The attached comments come from an active duty Master Sergeant stationed at Fort Sill, Oklahoma. He is responding to the comments made by Col Pizzo and the retired Lt Col in #239. ... CS

Comments from MSG XXX

Good points. Some excellent writing here. Writer #1 says a computer won't get you out of an ambush, etc. No. But, a computer, properly hooked up into tactical or strategic networks these day's help you call for the fire you need and etc. (Logistics, medical help, etc . I agree, just about any soldier is useful when you get down to it. It's kind of a matter of attitude: I can learn things from anyone I meet, and they can learn things from me.

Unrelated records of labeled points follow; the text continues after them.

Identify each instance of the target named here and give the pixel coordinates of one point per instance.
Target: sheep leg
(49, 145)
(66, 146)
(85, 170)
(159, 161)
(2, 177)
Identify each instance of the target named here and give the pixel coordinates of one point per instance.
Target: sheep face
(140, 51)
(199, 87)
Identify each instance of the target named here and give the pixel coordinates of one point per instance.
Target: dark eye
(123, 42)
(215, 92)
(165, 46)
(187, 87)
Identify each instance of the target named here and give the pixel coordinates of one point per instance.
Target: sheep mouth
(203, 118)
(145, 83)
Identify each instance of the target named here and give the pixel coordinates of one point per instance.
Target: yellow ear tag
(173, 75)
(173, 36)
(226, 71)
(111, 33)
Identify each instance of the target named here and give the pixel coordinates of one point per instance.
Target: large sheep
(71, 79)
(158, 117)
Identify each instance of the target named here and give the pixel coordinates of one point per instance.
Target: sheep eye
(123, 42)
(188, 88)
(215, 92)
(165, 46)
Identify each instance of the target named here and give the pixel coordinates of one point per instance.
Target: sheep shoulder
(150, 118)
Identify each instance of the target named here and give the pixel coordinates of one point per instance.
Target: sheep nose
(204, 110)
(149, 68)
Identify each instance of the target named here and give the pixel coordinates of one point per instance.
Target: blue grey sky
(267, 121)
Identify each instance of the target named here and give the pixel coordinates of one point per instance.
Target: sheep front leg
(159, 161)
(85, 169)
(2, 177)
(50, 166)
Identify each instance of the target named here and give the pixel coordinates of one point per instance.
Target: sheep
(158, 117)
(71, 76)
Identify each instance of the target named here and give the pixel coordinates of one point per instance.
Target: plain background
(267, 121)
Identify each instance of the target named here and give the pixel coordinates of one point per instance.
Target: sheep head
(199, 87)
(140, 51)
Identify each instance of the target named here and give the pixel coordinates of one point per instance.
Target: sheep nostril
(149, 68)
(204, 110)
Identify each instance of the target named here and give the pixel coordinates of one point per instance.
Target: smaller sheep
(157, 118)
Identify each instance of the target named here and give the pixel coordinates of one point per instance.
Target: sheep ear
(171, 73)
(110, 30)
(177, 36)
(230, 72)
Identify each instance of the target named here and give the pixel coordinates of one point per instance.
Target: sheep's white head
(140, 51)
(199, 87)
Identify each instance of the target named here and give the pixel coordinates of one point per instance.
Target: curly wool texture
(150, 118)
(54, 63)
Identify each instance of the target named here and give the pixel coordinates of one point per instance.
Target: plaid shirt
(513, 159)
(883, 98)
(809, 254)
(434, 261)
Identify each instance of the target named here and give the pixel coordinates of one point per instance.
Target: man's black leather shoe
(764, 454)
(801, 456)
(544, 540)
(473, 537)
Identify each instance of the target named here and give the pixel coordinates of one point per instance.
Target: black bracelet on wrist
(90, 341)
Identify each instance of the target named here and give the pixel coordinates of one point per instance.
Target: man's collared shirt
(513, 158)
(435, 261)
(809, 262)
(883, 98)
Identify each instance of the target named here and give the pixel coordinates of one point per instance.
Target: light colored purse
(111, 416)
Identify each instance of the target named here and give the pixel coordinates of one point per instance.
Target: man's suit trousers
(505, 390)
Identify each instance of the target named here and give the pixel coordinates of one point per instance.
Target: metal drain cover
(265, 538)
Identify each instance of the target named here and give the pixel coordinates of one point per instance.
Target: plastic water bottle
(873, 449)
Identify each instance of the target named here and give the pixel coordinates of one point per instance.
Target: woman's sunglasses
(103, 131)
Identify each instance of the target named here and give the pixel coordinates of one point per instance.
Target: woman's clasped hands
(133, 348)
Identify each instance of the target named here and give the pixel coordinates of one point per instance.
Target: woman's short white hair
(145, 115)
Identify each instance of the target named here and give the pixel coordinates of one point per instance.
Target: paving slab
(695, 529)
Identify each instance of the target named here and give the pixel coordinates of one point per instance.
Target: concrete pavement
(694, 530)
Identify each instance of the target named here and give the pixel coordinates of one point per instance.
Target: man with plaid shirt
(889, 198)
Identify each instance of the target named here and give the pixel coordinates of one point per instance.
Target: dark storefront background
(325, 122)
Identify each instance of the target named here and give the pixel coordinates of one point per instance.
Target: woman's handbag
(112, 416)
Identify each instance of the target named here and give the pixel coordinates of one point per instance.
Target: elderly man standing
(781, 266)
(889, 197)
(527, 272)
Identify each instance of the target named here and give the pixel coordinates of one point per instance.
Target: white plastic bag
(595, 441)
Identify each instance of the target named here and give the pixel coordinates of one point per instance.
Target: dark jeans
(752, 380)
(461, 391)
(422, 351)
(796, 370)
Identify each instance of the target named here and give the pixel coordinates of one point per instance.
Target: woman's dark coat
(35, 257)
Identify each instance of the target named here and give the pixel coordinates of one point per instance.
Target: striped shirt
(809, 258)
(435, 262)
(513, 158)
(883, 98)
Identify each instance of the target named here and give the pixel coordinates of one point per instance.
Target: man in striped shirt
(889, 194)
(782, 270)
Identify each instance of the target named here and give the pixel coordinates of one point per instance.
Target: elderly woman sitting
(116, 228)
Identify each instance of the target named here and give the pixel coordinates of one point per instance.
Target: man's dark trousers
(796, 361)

Attack it from that attitude and you have a lot of things beat, but there's a lot of leaders these days that either can't listen, or won't. And that, as much as anything else, can cause people to leave. And if people want to leave, let 'em. I'd sooner have the people that want to stay than the people who want to leave.

The trick is, making people want to join and want to stay. I joined for career enhancement as much as anything else back in the late 70s. I needed the Army and the Army needed me. It's been a great start in life and it continues to be. Stress the Army's worth, the education you get in the service, the adventure, the money and the training and you have a combination that's hard to beat.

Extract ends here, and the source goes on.